As a guideline it may be a good idea to create new keys every 3-6 months and delete old keys 1-2 months after the new keys where created.
11.4.2. Adding a generated keypair
To add a new generated keypair select Providers
and choose rsa-generated
from the dropdown. You can change the priority to make sure the new keypair becomes the active keypair. You can also change the keysize
if you want smaller or larger keys (default is 2048, supported values are 1024, 2048 and 4096).
Click Save
to add the new keys. This will generated a new keypair including a self-signed certificate.
Changing the priority for a provider will not cause the keys to be re-generated, but if you want to change the keysize you can edit the provider and new keys will be generated.
11.4.3. Adding an existing keypair and certificate
To add a keypair and certificate obtained elsewhere select Providers
and choose rsa
from the dropdown. You can change the priority to make sure the new keypair becomes the active keypair.
Click on Select file
for Private RSA Key
to upload your private key. The file should be encoded in PEM format. You don’t need to upload the public key as it is automatically extracted from the private key.
If you have a signed certificate for the keys click on Select file
next to X509 Certificate
. If you don’t have one you can skip this and a self-signed certificate will be generated.

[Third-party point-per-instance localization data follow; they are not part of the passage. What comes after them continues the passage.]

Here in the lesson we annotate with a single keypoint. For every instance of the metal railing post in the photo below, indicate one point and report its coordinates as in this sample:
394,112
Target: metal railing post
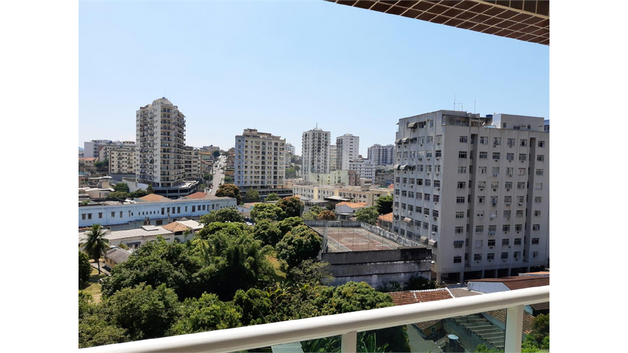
514,329
349,342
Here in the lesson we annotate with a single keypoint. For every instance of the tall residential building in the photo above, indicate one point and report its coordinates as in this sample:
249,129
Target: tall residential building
381,155
333,158
121,160
259,162
160,131
347,149
94,148
476,189
316,152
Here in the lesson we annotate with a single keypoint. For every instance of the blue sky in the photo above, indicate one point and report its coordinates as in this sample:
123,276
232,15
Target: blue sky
285,66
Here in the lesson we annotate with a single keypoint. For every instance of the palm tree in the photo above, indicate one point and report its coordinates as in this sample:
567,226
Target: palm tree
95,245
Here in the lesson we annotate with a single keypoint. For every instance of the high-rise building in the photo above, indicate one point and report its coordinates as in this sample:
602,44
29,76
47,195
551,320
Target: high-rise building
333,158
475,189
259,162
316,152
381,155
347,149
160,131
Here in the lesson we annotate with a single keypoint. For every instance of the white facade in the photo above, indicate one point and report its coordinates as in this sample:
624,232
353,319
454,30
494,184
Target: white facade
160,131
333,158
316,152
381,155
347,149
363,168
476,189
122,160
259,160
156,212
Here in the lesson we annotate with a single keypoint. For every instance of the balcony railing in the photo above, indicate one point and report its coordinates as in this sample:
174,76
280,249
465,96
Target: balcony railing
347,325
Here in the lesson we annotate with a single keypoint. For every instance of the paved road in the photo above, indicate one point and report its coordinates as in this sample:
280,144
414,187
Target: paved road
219,174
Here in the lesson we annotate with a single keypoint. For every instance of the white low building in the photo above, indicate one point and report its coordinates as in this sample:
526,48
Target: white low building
152,209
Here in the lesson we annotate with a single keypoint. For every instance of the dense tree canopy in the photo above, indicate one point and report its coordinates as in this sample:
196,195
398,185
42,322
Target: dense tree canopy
227,214
384,204
301,243
292,206
229,190
252,195
267,211
367,215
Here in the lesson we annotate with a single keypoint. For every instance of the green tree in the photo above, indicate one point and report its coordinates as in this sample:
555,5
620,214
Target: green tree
272,197
254,304
301,243
229,190
367,215
267,232
94,330
85,269
252,195
118,196
156,263
287,224
96,244
292,206
384,204
326,216
143,311
227,214
267,211
121,187
206,313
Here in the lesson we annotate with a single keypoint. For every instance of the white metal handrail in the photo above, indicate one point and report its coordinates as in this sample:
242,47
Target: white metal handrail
347,324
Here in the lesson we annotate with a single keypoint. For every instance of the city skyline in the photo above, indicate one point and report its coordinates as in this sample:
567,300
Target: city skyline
284,67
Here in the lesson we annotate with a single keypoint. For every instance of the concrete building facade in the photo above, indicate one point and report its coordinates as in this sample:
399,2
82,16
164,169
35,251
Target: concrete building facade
259,162
160,132
380,155
316,152
347,150
476,189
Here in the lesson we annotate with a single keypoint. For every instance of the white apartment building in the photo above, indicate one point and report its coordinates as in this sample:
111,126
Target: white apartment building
333,158
160,131
364,168
347,149
121,159
381,155
259,161
191,163
316,152
476,189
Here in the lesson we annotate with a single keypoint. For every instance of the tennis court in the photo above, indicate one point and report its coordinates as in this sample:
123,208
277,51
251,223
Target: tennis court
346,239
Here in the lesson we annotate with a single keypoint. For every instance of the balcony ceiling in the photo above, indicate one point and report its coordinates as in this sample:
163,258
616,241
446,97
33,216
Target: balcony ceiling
523,20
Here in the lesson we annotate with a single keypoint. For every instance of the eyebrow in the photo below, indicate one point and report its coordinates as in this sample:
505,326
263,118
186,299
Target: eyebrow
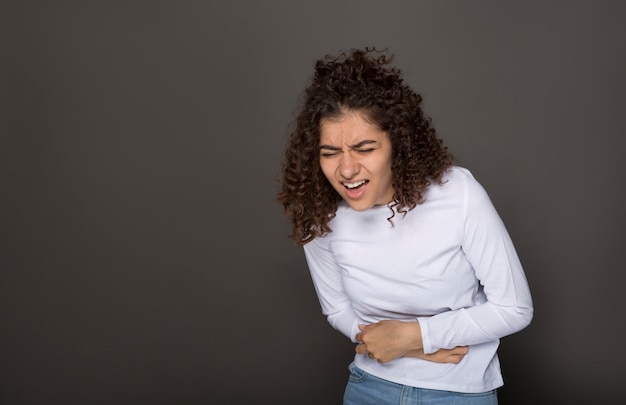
355,146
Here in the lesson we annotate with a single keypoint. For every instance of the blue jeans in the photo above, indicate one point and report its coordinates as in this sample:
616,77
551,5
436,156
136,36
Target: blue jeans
366,389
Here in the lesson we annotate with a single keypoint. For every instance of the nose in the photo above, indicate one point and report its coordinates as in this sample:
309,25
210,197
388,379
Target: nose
348,165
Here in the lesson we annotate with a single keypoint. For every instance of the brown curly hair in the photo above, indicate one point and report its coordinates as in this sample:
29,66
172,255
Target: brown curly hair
362,81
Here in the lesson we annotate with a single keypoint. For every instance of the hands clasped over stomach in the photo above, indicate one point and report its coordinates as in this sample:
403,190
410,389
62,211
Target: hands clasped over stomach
388,340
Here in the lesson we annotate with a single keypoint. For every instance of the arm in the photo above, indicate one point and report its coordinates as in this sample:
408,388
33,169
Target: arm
506,305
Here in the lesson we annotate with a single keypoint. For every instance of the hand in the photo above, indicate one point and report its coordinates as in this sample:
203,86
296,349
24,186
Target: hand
388,340
454,355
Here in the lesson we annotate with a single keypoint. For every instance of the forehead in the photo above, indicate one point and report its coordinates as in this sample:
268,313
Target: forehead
352,126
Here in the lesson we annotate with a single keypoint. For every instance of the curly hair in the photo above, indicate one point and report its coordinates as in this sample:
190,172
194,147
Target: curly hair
363,81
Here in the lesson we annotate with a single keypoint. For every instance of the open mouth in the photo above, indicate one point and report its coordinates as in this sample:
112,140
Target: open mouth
355,185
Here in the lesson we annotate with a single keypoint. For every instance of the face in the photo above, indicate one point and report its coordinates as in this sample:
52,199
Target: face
355,157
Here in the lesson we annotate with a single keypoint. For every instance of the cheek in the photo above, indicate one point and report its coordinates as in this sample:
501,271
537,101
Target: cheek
326,169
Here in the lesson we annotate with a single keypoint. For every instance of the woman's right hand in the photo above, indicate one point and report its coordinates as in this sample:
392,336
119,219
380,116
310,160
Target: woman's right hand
454,355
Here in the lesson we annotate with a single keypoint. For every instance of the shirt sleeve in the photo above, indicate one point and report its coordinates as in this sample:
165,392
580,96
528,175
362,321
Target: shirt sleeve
326,276
488,247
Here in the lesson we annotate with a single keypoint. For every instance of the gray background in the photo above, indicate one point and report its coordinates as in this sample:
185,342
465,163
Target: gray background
144,260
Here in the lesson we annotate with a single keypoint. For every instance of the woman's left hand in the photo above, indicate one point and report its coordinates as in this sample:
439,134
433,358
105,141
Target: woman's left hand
389,339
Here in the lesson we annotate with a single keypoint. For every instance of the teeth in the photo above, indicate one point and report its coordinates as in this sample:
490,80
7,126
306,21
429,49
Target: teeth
354,185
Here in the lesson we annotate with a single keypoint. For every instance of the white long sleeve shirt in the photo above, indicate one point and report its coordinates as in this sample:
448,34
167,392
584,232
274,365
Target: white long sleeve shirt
448,264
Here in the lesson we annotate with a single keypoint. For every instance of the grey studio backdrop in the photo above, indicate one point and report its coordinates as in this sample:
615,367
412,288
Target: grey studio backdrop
144,261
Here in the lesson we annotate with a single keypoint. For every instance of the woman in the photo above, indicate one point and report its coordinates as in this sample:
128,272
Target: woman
408,256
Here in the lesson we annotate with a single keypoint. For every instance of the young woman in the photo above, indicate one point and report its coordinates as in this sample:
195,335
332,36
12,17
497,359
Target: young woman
408,256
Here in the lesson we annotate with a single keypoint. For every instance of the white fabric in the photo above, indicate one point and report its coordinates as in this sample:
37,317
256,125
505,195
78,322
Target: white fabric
449,264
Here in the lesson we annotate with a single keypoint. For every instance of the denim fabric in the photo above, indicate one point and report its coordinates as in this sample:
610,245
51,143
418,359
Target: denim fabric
366,389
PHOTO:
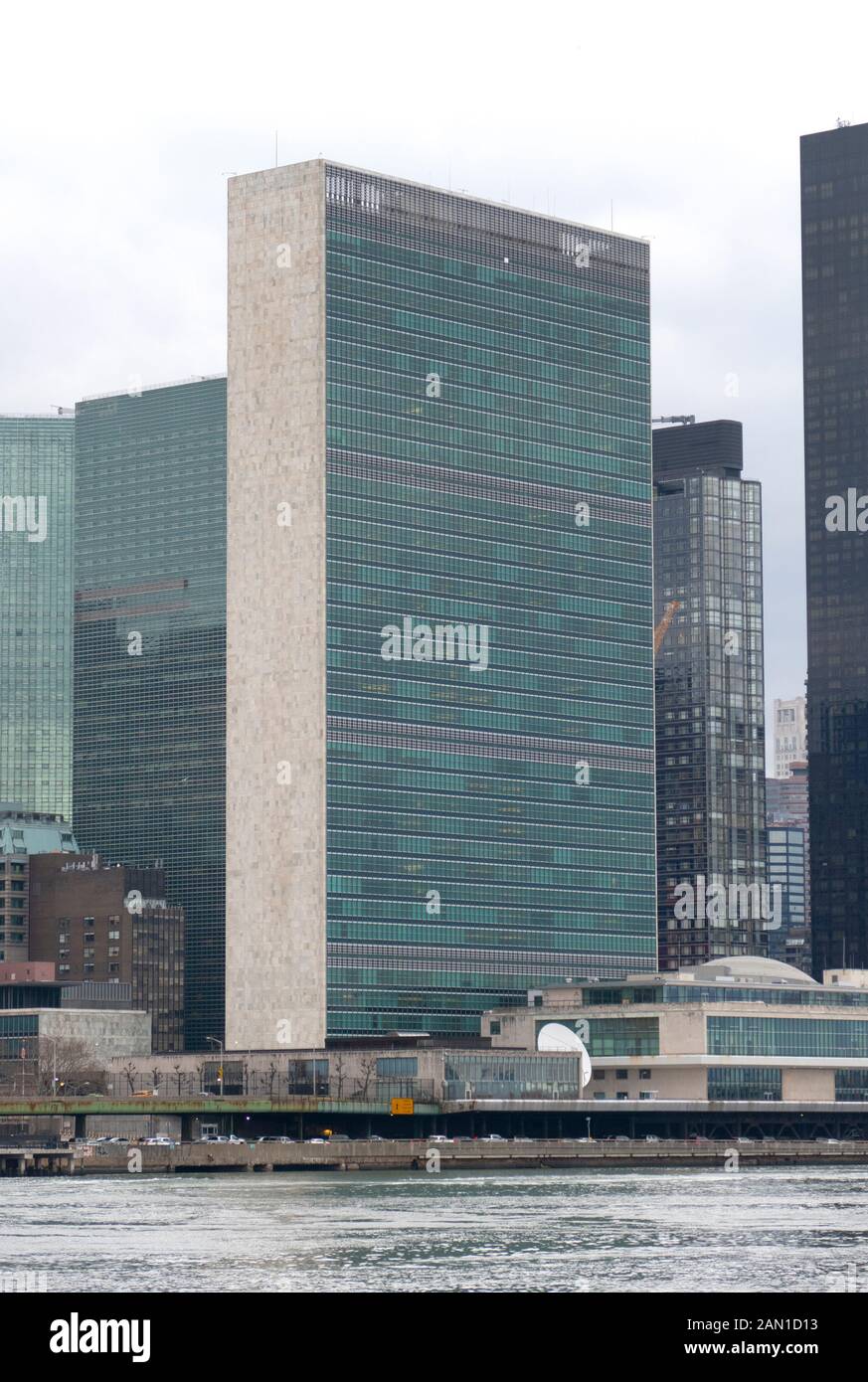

11.4.4. Loading keys from a Java Keystore
To add a keypair and certificate stored in a Java Keystore file on the host select Providers
and choose java-keystore
from the dropdown. You can change the priority to make sure the new keypair becomes the active keypair.
Fill in the values for Keystore
, Keystore Password
, Key Alias
and Key Password
and click on Save
.
11.4.5. Making keys passive
Locate the keypair in Active
or All
then click on the provider in the Provider
column. This will take you to the configuration screen for the key provider for the keys. Click on Active
to turn it OFF
, then click on Save
. The keys will no longer be active and can only be used for verifying signatures.
11.4.6. Disabling keys
Locate the keypair in Active
or All
then click on the provider in the Provider
column. This will take you to the configuration screen for the key provider for the keys. Click on Enabled
to turn it OFF
, then click on Save
. The keys will no longer be enabled.
Alternatively, you can delete the provider from the Providers
table.
11.4.7. Compromised keys
Red Hat Single Sign-On has the signing keys stored just locally and they are never shared with the client applications, users or other entities. However if you think that your realm signing key was compromised, you should first generate new keypair as described above and then immediatelly remove the compromised keypair.
Then to ensure that client applications won’t accept the tokens signed by the compromised key, you should update and push not-before policy for the realm, which is doable from the admin console. Pushing new policy will ensure that client applications won’t accept the existing tokens signed by the compromised key, but also the client application will be forced to download new keypair from the Red Hat Single Sign-On, hence the tokens signed by the compromised key won’t be valid anymore. Note that your REST and confidential clients must have set Admin URL
, so that Red Hat Single Sign-On is able to send them the request about pushed not-before policy.